Por otra parte, puede ocurrir que, en las primeras entrevistas de evaluación o fases de
pre-tratamiento, se evidencie que la consultante no presenta la más mínima motivación
para participar en el proceso terapéutico y/o que los adultos a cargo no cuentan con
herramientas adecuadas para orientarla hacia la responsabilización por su propia
mejoría. El trabajo con los contextos de referencia y la provisión de herramientas para
el soporte y la gestión de las conductas problemáticas, a partir de un programa
psicoeducativo dirigido a los padres, probablemente sea, en estas circunstancias, una
precondición necesaria a la implementación de cualquier tipo de tratamiento que
requiera la participación activa de la joven.

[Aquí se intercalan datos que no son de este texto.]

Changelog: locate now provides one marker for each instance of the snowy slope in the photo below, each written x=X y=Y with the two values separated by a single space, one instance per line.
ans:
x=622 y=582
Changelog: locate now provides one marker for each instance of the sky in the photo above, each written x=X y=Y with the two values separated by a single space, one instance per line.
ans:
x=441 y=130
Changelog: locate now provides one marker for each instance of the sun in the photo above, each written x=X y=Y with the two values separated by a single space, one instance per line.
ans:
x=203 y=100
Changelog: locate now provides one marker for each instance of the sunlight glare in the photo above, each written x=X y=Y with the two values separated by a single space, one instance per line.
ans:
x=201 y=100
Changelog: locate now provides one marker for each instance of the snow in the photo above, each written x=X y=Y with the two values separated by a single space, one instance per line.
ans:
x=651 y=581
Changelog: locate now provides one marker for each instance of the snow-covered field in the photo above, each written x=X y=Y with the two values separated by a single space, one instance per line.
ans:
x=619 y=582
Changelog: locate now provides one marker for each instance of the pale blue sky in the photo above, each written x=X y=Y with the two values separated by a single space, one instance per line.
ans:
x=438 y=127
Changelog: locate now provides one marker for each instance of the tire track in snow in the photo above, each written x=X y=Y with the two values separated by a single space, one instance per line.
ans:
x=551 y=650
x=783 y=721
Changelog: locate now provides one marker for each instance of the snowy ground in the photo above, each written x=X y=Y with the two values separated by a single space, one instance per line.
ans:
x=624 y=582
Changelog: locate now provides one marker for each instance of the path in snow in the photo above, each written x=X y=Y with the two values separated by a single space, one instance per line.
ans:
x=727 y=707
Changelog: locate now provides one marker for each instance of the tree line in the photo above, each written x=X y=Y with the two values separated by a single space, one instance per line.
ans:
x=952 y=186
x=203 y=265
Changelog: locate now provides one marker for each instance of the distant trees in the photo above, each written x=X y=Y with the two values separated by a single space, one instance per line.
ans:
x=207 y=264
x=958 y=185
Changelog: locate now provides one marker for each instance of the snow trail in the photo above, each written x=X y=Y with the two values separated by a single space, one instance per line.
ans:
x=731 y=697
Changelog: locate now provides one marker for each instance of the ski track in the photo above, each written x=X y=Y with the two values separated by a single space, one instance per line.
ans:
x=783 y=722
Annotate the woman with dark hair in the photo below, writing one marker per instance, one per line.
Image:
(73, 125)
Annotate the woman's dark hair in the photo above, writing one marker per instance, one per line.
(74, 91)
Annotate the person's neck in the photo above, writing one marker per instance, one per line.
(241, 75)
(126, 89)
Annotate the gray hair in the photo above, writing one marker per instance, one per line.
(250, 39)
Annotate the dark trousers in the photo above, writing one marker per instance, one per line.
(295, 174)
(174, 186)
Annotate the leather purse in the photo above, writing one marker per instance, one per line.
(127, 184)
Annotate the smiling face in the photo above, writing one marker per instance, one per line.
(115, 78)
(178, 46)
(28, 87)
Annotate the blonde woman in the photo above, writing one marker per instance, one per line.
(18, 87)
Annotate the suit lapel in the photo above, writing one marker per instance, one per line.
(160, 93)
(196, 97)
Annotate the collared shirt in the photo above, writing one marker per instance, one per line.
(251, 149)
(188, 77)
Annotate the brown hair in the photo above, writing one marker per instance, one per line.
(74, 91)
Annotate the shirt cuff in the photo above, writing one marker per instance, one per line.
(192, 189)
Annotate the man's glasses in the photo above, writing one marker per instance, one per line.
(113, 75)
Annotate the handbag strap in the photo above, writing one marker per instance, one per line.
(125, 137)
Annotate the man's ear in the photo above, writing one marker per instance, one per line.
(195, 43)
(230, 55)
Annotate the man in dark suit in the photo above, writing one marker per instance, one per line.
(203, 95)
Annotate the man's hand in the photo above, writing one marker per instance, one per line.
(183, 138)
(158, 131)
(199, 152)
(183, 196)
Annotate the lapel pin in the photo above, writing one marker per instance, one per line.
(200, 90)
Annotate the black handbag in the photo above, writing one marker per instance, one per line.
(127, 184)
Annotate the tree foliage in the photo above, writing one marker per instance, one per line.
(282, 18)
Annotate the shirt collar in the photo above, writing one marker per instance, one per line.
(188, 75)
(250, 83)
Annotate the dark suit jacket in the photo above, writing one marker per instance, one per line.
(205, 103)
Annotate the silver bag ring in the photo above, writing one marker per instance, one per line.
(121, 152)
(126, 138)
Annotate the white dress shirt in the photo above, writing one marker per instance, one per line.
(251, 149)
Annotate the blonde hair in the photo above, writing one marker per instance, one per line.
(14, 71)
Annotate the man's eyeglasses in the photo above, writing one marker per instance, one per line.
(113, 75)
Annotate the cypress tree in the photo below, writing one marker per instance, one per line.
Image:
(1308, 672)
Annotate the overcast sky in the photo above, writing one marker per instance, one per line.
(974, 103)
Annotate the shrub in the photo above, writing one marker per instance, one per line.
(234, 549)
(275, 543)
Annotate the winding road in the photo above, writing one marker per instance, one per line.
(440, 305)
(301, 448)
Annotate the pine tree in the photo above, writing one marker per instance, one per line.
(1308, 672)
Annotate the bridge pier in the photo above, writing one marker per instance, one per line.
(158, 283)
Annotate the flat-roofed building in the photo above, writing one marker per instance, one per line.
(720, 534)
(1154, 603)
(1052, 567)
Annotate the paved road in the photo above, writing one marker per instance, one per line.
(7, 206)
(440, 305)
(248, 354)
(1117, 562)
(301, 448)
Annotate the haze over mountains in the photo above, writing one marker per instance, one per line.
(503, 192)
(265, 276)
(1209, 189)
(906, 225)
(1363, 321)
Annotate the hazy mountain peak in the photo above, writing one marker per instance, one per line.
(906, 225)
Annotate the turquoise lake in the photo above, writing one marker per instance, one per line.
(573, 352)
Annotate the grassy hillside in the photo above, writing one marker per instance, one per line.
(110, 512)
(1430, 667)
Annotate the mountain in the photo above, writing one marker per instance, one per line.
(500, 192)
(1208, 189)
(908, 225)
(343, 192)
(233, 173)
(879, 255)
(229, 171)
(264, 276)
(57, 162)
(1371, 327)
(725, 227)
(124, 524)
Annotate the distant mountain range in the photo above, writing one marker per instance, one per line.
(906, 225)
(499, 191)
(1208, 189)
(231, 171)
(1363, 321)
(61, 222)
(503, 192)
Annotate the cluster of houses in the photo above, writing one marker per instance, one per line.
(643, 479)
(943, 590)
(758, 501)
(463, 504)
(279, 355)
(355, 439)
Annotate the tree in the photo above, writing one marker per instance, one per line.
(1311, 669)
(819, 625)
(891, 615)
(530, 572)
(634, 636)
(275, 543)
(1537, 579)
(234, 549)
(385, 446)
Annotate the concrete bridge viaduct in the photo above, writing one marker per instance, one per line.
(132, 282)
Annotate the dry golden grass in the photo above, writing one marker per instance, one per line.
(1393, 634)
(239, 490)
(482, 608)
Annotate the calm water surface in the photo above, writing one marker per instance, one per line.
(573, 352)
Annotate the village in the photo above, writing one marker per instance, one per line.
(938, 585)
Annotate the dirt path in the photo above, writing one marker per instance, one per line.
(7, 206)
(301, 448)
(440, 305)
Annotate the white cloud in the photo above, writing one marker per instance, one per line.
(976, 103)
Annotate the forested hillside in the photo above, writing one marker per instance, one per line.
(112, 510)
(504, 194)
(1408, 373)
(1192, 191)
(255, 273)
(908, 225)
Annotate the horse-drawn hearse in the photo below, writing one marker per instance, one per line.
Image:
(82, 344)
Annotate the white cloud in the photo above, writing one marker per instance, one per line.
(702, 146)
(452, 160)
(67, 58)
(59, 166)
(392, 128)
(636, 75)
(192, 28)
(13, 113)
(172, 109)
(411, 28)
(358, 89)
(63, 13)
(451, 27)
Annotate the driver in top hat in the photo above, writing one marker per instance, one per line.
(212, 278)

No puedo proceder a finalizar este artículo sin realizar una pequeña pero
imprescindible digresión. Aún esta modesta propuesta para la intercomunicación
teórico-metodológica en casos complejos, presenta puntos indecidibles. Estos son, ni
más ni menos que la particular concepción de salud mental y del desarrollo personal a
la que adscribe cada profesional interviniente. Pueden ser en algún punto
inconciliables, por ejemplo, las concepciones normativas basadas en el DSM,
referentes a la mejoría terapéutica entendida como ausencia o disminución de la
sintomatología, a la que adscriben tradicionalmente modelos como la TCC standard
(Caro, 1997), en contraposición al concepto de normalidad destructiva sustentado por
la Terapia de Aceptación y Compromiso (Hayes, Strosahl y Wilson, 1999). En base a
dicha consideración de múltiples procesos destructivos como inherentes a la vida
“supuestamente normal”, se considera que el sufrimiento humano es inevitable en la
cotidianeidad de las personas, siendo la aceptación del dolor psicológico y el
compromiso respecto a acciones orientadas a valores, brújulas posibles para el
crecimiento personal. En suma, probablemente la divergencia entre estas
concepciones fundamentales a la orientación de un proceso terapéutico, requieran de
una decisión comprometida, idiosincrásica y consensuada entre los profesionales
intervinientes en un caso clínico: ¿Qué esperamos que logren nuestros consultantes al
cabo de un proceso terapéutico? ¿Cuál es la finalidad de nuestro ejercicio profesional?
Sin embargo, posiblemente estas discusiones excedan a la adscripción respecto a una
vertiente teórica en particular y precisen enmarcarse en el ámbito de la filosofía, las
elecciones y los compromisos personales de cada terapeuta. En este sentido, quizás
sea beneficioso dejar estas dudas como puntos de partida a subsiguientes procesos
reflexivos por parte del lector y finalizar, en este punto, el presente artículo.
Bibliografía:
[1] El uso del concepto “interface” en esta propuesta, está inspirado por su aplicación
en el artículo de Barnes-Holmes et al. (2004), donde los autores reportan hallazgos
referentes a solapamientos funcionales entre conceptos propios de la Teoría de los
Marcos Relacionales (RFT) y las Neurociencias. Dichos planteos son, a mi criterio,
impactantes y promisorios, aunque infelizmente no hayan sido suficientemente
desarrollados en posteriores emprendimientos.